Comparisons of Both Methods Obtained under 10-Fold Cross-Validation on GDSC Dataset

Methods Drug-Averaged PCC_S/R Drug-Averaged RMSE_S/R Drug-Averaged PCC Drug-Averaged RMSE
NCFGER

Hybrid 0.81 (±0.11) 1.42 (±0.29) 0.73 (±0.13) 1.18 (±0.24)
Cell-line based 0.76 (±0.14) 1.49 (±0.24) 0.67 (±0.15) 1.29 (±0.21)
Drug-based 0.75 (±0.12) 1.60 (±0.43) 0.66 (±0.14) 1.32 (±0.34)

SRMF

0.71 (±0.15) 1.73 (±0.46) 0.62 (±0.16) 1.43 (±0.36)

As shown in Table S3, all NCFGER methods also outperform SRMF in all metrics in the CCLE dataset, and hybrid NCFGER still attains the best performance. The drug-averaged PCC_S/R obtained by our method is 0.89, which is 14.40% higher than SRMF. The drug-averaged RMSE_S/R obtained by our method is 0.47, which is 36.08% lower than that obtained by SRMF.

Considering the results drawn in above, we focused on hybrid NCFGER for further analysis if there was no additional explanation. The cell-line-based NCFGER method depended on the most similar K drugs that had responses in the same cell line, which means the drug structure contributed to the prediction performance improvement from the respect of RS. Since neither cell-line-based nor drug-based NCFGER could outperform the hybrid method, both cell-line gene expression profile and drug structure contributed to the prediction performance improvement. If we only use one part of them, we will miss some information that helps to predict the drug responses.

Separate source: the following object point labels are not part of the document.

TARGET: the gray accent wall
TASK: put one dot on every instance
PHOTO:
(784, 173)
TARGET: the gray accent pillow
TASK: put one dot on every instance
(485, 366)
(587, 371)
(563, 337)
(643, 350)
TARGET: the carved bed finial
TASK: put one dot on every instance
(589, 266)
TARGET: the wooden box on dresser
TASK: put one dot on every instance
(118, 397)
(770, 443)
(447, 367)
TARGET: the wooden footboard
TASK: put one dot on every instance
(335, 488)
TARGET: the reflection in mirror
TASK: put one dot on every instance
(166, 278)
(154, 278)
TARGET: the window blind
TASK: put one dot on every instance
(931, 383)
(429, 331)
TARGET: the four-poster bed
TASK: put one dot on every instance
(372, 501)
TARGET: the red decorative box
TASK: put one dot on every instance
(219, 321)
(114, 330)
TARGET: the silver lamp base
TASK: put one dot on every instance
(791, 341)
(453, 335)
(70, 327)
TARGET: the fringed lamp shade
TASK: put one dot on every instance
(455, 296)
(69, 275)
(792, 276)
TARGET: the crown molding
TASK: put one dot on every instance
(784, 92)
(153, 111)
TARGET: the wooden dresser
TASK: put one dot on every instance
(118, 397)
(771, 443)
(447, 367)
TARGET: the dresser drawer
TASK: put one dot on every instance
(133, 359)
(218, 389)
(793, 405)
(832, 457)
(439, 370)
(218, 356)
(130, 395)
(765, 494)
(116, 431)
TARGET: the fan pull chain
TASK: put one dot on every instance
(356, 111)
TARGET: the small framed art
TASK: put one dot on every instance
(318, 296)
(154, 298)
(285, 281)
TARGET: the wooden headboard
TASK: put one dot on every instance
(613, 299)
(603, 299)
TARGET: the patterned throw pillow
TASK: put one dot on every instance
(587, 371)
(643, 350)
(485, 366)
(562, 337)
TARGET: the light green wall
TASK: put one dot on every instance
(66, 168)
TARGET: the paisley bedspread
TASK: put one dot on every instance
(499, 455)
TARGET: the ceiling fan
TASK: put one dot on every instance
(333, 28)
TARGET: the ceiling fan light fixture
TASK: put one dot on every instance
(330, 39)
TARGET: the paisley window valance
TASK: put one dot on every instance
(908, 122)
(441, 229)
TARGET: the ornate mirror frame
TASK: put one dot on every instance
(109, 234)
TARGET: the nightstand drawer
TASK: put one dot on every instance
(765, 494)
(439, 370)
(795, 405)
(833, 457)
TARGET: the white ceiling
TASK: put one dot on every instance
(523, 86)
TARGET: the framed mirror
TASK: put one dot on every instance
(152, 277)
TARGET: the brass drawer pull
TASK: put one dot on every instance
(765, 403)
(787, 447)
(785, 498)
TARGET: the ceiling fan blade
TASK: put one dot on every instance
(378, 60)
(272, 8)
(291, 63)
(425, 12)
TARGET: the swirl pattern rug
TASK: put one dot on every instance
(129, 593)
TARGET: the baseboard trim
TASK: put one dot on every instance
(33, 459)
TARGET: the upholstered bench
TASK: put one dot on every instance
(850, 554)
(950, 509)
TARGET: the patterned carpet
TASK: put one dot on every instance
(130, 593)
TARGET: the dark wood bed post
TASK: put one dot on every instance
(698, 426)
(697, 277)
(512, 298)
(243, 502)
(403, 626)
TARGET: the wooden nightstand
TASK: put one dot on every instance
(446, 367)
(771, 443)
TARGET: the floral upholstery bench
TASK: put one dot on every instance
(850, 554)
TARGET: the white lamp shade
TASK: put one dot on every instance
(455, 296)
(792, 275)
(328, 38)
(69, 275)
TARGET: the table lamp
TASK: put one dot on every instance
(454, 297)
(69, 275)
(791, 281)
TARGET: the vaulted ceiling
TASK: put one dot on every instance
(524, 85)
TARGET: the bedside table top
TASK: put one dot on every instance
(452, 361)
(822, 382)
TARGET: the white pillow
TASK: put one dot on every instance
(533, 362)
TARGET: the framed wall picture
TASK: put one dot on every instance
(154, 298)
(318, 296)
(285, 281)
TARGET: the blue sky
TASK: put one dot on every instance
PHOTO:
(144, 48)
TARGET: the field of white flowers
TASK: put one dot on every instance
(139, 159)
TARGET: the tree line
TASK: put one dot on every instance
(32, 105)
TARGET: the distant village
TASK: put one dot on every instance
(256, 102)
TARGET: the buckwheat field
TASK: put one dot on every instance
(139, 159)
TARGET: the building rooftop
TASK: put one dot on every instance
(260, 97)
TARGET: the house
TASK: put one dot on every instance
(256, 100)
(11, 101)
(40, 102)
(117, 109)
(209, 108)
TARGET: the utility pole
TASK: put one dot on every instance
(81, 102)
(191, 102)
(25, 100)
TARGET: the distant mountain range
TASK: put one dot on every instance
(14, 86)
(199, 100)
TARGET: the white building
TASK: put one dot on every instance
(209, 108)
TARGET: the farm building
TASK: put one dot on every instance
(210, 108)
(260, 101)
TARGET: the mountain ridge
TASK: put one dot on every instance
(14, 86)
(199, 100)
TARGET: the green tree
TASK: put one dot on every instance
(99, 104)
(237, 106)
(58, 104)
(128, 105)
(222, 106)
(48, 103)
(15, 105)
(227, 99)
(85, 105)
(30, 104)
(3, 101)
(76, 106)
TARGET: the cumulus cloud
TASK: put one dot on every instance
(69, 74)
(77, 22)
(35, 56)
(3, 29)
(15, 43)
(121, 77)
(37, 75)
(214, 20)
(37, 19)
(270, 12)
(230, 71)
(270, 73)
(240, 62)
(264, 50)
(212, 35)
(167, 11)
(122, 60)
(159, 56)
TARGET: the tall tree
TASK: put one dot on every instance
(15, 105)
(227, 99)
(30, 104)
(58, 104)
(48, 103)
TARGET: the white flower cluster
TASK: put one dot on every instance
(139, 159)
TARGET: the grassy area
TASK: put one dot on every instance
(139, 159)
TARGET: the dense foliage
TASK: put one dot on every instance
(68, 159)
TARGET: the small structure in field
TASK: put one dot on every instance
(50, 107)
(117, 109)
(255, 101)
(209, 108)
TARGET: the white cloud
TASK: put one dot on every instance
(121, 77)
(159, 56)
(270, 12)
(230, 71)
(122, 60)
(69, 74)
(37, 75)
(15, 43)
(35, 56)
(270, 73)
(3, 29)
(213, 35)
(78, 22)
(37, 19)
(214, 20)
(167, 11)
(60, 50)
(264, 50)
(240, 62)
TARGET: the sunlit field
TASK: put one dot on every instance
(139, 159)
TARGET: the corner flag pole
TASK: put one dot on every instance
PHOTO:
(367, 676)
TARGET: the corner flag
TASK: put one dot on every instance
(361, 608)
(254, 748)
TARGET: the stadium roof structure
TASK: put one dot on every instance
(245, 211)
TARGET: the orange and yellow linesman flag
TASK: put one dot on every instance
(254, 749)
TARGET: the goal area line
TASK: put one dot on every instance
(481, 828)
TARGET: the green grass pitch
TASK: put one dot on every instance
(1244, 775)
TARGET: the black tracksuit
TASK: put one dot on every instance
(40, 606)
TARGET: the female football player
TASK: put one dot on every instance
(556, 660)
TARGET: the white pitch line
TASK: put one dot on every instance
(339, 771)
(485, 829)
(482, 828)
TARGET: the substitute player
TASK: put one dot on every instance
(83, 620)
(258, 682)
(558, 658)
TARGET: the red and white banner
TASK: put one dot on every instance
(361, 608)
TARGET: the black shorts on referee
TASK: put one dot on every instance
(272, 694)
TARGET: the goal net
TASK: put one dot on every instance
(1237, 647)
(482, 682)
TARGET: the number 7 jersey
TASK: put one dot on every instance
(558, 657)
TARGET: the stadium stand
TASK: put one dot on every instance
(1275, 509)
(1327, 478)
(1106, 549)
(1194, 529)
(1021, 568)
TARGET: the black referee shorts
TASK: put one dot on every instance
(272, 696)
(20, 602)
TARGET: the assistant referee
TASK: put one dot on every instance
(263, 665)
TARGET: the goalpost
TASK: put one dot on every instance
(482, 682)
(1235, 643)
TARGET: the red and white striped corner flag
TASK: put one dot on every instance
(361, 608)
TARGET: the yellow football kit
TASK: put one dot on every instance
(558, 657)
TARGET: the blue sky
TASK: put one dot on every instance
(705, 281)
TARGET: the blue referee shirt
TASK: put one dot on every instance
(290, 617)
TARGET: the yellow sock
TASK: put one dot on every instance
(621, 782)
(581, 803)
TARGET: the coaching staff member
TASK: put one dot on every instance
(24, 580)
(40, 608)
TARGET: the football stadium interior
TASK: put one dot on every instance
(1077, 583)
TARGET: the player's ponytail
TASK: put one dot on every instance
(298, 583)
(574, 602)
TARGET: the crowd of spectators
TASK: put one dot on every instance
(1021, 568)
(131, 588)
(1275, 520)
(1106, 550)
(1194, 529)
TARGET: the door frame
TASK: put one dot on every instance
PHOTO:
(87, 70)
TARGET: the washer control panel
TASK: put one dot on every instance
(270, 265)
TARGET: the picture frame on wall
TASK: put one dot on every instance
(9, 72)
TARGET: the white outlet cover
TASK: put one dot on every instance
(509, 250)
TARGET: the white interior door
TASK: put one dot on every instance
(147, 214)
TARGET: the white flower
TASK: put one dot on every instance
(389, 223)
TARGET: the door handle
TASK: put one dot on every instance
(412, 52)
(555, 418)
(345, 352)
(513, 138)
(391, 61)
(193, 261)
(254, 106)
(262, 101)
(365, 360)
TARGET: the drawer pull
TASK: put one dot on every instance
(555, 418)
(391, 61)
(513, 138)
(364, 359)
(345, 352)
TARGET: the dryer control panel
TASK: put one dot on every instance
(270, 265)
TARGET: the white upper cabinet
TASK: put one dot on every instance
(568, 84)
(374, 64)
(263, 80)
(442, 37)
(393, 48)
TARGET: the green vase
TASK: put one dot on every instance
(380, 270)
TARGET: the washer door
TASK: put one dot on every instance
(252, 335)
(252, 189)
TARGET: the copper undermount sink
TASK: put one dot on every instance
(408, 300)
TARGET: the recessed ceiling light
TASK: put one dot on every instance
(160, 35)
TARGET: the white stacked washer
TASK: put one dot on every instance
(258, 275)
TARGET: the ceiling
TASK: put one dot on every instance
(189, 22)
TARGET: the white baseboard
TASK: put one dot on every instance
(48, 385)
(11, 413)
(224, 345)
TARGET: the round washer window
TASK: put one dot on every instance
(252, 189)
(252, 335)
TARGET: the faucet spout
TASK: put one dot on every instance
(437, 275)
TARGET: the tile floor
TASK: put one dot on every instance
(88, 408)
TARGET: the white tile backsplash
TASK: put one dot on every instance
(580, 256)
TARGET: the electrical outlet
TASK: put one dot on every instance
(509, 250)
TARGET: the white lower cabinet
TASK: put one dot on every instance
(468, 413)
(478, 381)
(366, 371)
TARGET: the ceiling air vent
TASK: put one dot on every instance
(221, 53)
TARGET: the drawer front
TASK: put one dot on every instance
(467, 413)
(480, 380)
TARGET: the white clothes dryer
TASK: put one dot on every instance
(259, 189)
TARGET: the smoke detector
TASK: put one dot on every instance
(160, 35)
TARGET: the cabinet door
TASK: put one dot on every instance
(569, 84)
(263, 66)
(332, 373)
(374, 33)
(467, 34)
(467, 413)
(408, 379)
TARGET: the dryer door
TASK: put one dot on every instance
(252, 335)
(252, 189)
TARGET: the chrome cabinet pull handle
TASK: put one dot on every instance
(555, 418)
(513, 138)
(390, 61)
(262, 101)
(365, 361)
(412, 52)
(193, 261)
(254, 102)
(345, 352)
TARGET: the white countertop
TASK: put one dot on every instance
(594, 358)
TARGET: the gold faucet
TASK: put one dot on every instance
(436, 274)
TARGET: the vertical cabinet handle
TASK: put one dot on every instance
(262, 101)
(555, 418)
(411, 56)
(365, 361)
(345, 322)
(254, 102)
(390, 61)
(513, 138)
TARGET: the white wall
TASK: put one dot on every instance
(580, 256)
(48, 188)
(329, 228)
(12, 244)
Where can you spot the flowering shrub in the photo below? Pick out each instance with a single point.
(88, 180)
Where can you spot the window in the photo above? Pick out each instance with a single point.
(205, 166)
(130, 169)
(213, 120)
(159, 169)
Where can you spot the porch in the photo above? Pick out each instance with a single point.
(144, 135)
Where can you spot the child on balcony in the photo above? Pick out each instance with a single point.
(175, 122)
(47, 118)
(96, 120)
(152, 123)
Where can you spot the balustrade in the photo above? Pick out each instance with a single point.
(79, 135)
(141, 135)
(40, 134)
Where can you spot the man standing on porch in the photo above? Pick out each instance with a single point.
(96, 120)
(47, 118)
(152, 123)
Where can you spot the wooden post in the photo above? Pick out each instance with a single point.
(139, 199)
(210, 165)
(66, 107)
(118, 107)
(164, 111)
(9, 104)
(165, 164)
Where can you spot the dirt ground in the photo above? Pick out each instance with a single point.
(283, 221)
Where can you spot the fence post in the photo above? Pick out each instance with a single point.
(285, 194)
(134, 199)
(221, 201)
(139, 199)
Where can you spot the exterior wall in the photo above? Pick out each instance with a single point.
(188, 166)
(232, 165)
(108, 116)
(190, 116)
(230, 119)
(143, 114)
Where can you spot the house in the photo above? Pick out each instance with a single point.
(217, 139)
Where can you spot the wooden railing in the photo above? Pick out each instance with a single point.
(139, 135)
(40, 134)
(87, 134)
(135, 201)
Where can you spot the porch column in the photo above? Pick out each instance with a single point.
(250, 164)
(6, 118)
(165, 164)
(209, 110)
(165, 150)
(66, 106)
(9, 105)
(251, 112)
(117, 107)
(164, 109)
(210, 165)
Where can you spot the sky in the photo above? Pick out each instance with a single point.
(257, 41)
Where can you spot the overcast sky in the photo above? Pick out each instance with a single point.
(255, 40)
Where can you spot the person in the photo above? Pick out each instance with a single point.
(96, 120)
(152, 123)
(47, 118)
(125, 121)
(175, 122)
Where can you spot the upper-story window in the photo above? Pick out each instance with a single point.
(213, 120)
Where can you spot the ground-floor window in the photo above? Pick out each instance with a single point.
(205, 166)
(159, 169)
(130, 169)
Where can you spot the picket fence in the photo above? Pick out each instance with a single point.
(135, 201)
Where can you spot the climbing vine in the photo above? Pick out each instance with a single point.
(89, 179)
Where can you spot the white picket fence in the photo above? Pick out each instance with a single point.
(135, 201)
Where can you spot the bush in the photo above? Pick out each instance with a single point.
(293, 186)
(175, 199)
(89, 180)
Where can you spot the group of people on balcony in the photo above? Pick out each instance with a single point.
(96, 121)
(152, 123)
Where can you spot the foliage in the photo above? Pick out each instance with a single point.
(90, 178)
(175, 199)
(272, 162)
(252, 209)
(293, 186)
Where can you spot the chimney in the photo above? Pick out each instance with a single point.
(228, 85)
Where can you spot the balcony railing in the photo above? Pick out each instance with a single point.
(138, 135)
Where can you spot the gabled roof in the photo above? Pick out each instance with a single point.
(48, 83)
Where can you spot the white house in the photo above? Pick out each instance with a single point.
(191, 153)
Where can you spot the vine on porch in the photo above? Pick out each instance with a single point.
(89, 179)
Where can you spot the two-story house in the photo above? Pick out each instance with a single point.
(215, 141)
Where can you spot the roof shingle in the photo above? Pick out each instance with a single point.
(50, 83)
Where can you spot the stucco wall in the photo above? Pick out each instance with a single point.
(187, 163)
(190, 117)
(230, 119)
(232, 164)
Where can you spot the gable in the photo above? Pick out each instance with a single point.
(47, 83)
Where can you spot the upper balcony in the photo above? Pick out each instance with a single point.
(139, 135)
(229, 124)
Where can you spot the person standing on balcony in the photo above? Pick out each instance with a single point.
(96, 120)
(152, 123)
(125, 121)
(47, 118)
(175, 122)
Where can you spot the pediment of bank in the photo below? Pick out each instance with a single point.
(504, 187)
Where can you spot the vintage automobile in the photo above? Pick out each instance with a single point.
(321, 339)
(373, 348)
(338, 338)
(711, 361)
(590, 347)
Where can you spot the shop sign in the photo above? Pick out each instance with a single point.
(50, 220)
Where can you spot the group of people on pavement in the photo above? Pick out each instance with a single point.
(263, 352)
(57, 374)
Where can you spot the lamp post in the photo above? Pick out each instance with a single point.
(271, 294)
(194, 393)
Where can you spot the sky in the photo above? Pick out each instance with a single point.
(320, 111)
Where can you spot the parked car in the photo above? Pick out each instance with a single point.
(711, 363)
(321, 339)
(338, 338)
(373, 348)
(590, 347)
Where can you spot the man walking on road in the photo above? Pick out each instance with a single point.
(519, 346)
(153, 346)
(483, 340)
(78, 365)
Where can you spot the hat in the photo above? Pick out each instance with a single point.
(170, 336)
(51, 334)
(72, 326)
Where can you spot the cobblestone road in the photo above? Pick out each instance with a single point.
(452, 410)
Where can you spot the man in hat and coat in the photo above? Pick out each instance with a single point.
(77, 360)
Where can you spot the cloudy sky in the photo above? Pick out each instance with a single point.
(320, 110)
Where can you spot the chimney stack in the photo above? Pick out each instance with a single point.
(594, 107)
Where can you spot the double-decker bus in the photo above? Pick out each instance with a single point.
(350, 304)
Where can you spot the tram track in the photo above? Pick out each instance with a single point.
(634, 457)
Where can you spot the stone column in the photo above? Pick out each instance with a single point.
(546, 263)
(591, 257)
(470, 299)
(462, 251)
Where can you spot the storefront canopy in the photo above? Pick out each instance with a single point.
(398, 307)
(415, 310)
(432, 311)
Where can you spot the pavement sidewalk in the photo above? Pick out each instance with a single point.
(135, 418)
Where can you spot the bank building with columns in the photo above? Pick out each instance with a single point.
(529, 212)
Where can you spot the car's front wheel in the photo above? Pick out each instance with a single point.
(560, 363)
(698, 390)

Figures 1 and S1 also show the boxplots of both methods with respect to PCC and RMSE for each drug in the CCLE and GDSC datasets, respectively. Either PCC or RMSE averaged for each drug over the 100 times of cross-validation from hybrid NCFGER is better than that of SRMF.

Figure 1.

Figure 1

Boxplots of PCC and RMSE Based on SRMF and NCFGER

Furthermore, we also investigated the prediction performance of drug target genes in specific pathways. As is known, phosphatidylinositol 3-kinase (PI3K) and extracellular signal-related kinase (ERK) signaling pathways have been identified as promising therapeutic targets for cancer therapy, which makes it meaningful to consider the prediction performance of drug responses for their targeting genes in these pathways21 (Figures 2 and S2). From the perspective of PCC and RMSE, NCFGER performs better than SRMF in both PI3K and ERK pathways.

Figure 2.

Figure 2

Prediction Performance Comparisons of SRMF and NCFGER for Drug-Targeting Genes in PI3K Pathway with Respect to PCC as Well as RMSE in CCLE Dataset

Drug-Cancer Association Validation Based on Predicted Responses in GDSC Dataset

Using our proposed method mentioned in the above sections, we trained NCFGER method on all available response IC50 and used it to predict the missing responses in GDSC dataset. Following Wang et al.,17 we focused on an epidermal growth factor receptor (EGFR)-family inhibitor, lapatinib, where more than half of response values (342/652) were missing and a cyclin-dependent kinases (CDKs) 4 and 6 inhibitor PD-0332991, where nearly 10% of response values (62/652) were missing. Based on the definition that a mutated gene fulfills any of these criteria following Garnett et al.7: a coding sequence variant in the cancer gene, a total copy number = 0 (homozygous deletion) or ≥ 8 (amplification), we grouped the unassayed cell lines based on their EGFR mutation profiles and found that the EGFR mutated cell lines were significantly more sensitive to lapatinib. EGFR and ERBB2 amplification was shown to be associated with sensitivity to lapatinib, which has been licensed for the treatment of HER2-positive breast cancer clinically22, 23 (Figure 3A). This prediction happened to coincide with that in assayed cell lines. Similar fact was observed with predicted response of ERBB2-mutated cell lines to lapatinib (Figure 3B), which is exactly consistent with previous literatures.24 As to PD-0332991, it is an inhibitor of upstream cyclin-dependent kinases (CDKs) 4 and 6, while CDKN2A-mutated cells have been known to have enhanced requirement for signaling through the CDK4/6-pRb signaling pathway. The predicted results show that CDKN2A-mutated cell lines were more sensitive to PD-0332991 (Figure 3C). This prediction was not only consistent with that in assayed cell lines, but also in agreement with previously a published study.

Figure 3.

Figure 3

The Association of Drug Sensitivity and Cancer Gene Mutations Were Consistent for Predicted Response Data

EGFR (A) and ERBB2 (B) mutated cell lines were more sensitive to the drug lapatinib, while CDKN2A (C) mutated cell lines were more sensitive to drug PD-0332991.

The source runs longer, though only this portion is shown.